“Much will be required of the person entrusted with much” (Luke 12:48).
Today’s Gospel about Jesus’ instruction to Peter and the other disciples about being good servants seems a perfect text for the first commemoration of St. John Paul II, who was canonized last June together with St. John XXIII.
JPII held the chair of Peter for the second longest papacy in history (1978-2005), a tumultuous period that saw the struggle for reform initiated by the Second Vatican Council, the fall of the Soviet Union and end of the second millennium. The pope used his authority to enforce orthodoxy and tighten control inside the church and his enormous popularity to take its bully pulpit and mission into the global community with trips to 129 countries. He survived a 1981 assassination attempt and in 2001 was diagnosed with Parkinson’s, a debilitating illness that marked his final years.
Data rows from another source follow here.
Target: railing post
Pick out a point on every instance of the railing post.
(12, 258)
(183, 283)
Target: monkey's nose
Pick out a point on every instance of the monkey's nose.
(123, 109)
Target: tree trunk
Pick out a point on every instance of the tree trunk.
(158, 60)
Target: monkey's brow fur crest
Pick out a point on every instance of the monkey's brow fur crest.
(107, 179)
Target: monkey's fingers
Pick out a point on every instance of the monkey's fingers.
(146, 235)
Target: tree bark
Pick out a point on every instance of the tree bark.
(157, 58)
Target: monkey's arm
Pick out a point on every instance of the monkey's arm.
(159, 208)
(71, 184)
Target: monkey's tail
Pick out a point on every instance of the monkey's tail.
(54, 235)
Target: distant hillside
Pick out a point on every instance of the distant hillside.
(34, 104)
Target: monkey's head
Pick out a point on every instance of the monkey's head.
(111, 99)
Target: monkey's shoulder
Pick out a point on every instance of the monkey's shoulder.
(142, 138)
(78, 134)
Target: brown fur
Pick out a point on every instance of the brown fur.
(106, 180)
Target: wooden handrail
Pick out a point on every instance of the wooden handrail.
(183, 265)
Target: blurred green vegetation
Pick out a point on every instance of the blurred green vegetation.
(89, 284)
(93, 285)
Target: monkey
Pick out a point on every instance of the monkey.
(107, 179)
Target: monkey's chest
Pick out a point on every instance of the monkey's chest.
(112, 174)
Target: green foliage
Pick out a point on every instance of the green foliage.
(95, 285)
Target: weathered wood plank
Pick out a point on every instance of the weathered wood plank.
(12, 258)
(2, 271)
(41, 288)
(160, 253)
As chief shepherd of the Catholic church for 32 years, the pope bore the heavy burden of leading a divided church in a world facing continuous war and crisis. Even his canonization was caught up in the controversy of clergy sex abuse and charges that Rome had done too little too late to address the problem.
The scriptures for today’s Mass remind us that all power in the church is for the sake of service. Pope Francis reminded his brother bishops of this at the close of the Synod the Family, that whatever status they have is for the sake of serving God’s people. This is the same measure by which all Christians will be judged before God, but bishops and popes bear an especially weighty responsibility for caring for the flock entrusted to them.